Using https on nginx

[mark-casias]

Hi there,
We are trying to use nginx locally to properly mirror the Pantheon environment, but don't see a way to configure HTTPS in the config.yml. I looked at the playbook and don't see anything there. Am I just missing it?

[geerlingguy]

See: https://github.com/geerlingguy/ansible-role-nginx#role-variables

You can basically configure the server using whatever server block directives you need (setting up ciphers, cert paths, using port 443, http2, etc.).

We should probably add an example in the docs for Nginx, like we have currently for Apache: http://docs.drupalvm.com/en/latest/extras/ssl/

[joestewart]

Looked like the provisioning/templates/nginx-vhost.conf.j2 template did not support the extra_parameters as in the template for ansible-role-nginx. So created #761

[geerlingguy]

D'oh... disadvantages of diverging from the upstream for a feature :P

[mchelen]

Yeah I think some more documentation here would be nice, or include it commented out in config.yml. Setting an Apache server to use SSL is pretty clear from looking at the config, it would be nice to say the same for Nginx.

[mattelkins]

Just thought I'd share my findings as I've been having a look in to this today. Here's the host definition I added to nginx_hosts in my config.yml:

- listen: "443 ssl default_server"
  server_name: "{{ drupal_domain }} www.{{ drupal_domain }}"
  ssl_certificate: "/vagrant/ssl/my.crt"
  ssl_certificate_key: "/vagrant/ssl/my.key"
  root: "{{ drupal_core_path }}"
  is_php: true

This definition is in addition to the default:

- server_name: "{{ drupal_domain }} www.{{ drupal_domain }}"
  root: "{{ drupal_core_path }}"
  is_php: true

vagrant up completed successfully, but I had to change a few configuration things.

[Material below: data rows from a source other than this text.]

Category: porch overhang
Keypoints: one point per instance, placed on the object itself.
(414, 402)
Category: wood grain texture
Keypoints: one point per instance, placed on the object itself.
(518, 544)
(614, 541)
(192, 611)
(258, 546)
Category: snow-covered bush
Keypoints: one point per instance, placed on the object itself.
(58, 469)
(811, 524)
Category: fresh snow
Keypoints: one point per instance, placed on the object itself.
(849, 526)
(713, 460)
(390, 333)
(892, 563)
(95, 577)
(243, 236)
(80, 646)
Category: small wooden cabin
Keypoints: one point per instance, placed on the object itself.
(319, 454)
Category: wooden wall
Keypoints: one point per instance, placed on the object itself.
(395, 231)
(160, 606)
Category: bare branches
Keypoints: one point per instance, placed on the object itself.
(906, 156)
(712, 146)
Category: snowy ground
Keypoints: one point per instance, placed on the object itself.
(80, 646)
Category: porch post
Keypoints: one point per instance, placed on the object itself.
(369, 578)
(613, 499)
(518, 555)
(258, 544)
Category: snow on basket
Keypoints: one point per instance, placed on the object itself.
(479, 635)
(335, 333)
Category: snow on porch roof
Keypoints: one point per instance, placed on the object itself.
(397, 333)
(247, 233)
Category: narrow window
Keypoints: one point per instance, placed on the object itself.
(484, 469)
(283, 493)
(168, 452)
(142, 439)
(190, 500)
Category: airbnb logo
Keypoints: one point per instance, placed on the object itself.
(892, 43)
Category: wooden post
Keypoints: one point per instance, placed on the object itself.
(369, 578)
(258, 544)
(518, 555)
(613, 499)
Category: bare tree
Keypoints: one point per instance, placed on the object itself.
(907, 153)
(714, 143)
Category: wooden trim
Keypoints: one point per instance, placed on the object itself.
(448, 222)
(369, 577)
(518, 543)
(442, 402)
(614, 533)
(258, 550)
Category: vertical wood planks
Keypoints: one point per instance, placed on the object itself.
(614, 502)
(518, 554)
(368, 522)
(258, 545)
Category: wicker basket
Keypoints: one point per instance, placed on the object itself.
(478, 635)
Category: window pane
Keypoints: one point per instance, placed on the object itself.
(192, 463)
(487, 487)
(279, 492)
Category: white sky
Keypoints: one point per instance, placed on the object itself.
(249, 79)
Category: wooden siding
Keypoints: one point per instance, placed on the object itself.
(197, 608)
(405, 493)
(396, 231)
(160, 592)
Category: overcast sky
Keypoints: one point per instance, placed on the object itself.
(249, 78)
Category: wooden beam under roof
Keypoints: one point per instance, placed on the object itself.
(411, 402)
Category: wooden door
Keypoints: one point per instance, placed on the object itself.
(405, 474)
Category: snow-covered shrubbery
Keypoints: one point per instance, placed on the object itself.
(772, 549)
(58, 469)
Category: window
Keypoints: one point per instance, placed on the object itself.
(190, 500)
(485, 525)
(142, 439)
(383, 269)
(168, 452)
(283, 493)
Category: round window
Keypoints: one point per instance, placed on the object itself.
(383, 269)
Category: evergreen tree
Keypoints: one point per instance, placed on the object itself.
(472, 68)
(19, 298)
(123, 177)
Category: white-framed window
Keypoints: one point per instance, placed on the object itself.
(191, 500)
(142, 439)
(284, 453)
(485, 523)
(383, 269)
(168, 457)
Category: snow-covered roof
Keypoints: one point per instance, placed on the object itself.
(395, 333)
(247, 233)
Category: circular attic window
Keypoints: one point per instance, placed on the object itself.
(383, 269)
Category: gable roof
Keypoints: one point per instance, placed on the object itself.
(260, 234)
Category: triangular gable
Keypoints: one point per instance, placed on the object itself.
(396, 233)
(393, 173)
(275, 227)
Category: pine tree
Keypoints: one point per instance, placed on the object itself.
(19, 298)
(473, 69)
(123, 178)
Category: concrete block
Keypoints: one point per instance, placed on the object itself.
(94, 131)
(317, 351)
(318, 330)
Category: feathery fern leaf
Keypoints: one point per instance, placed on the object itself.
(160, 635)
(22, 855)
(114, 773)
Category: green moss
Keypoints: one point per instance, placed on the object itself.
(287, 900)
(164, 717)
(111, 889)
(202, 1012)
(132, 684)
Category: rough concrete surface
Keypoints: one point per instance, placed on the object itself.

In the server block within /etc/nginx/conf.d/{{ drupal_domain }}.conf (where drupal_domain is the domain I specified in the vagrant_hostname variable in my config.yml), only listen 443 ssl default_server was specified. The default listen 80 host configuration was nowhere to be found, so I added it to the server block:

server {
    listen 80 default_server;
    listen 443 ssl default_server;

    ...
}

I'm guessing I needed to do this because both the default host definition and my SSL host definition share the same server_name. Would this have caused the host configuration to be overwritten?

It seems as though both ssl_certificate and ssl_certificate_key were ignored during vagrant up, so I had to add them manually to the server block:

server {
    listen 80 default_server;
    listen 443 ssl default_server;

    ssl_certificate /vagrant/ssl/my.crt;
    ssl_certificate_key /vagrant/ssl/my.key;

    ...
}

I believe this is a bug and I'm happy to create a separate issue for it. However, I'm not 100% sure if this is an issue with Drupal VM or the Nginx Ansible role. Does anyone have any ideas?

After restarting Nginx, I can now access my site over HTTP or HTTPS.

[joestewart]

Try adding extra_parameters similar to:

    extra_parameters: |
      listen 443 ssl;
          ssl_certificate         /etc/ssl/certs/ssl-cert-snakeoil.pem;
          ssl_certificate_key     /etc/ssl/private/ssl-cert-snakeoil.key;
          ssl_protocols       TLSv1.1 TLSv1.2;
          ssl_ciphers         HIGH:!aNULL:!MD5;

[mattelkins]

Thanks for the tip, @joestewart!

The host definition for my Drupal site now looks like this:

- listen: "80 default_server"
  server_name: "{{ drupal_domain }} www.{{ drupal_domain }}"
  root: "{{ drupal_core_path }}"
  is_php: true
  extra_parameters: |
    listen 443 ssl default_server;

I've also removed the default host definition as the one above handles both HTTP and HTTPS thanks to the extra_parameters.

I still had to manually add ssl_certificate and ssl_certificate_key to the configuration file as vagrant up failed due to the two files not existing when Nginx was restarted. I think this must be because the Vagrant folder wasn't available in the VM at that point.

[geerlingguy]

Added to the docs. At some point I'll also make the upstream Nginx role a little less obtuse in this regard. Right now, for my own projects, I supply my own Nginx server templates for these things, but it would be nice if it were managed by the role itself.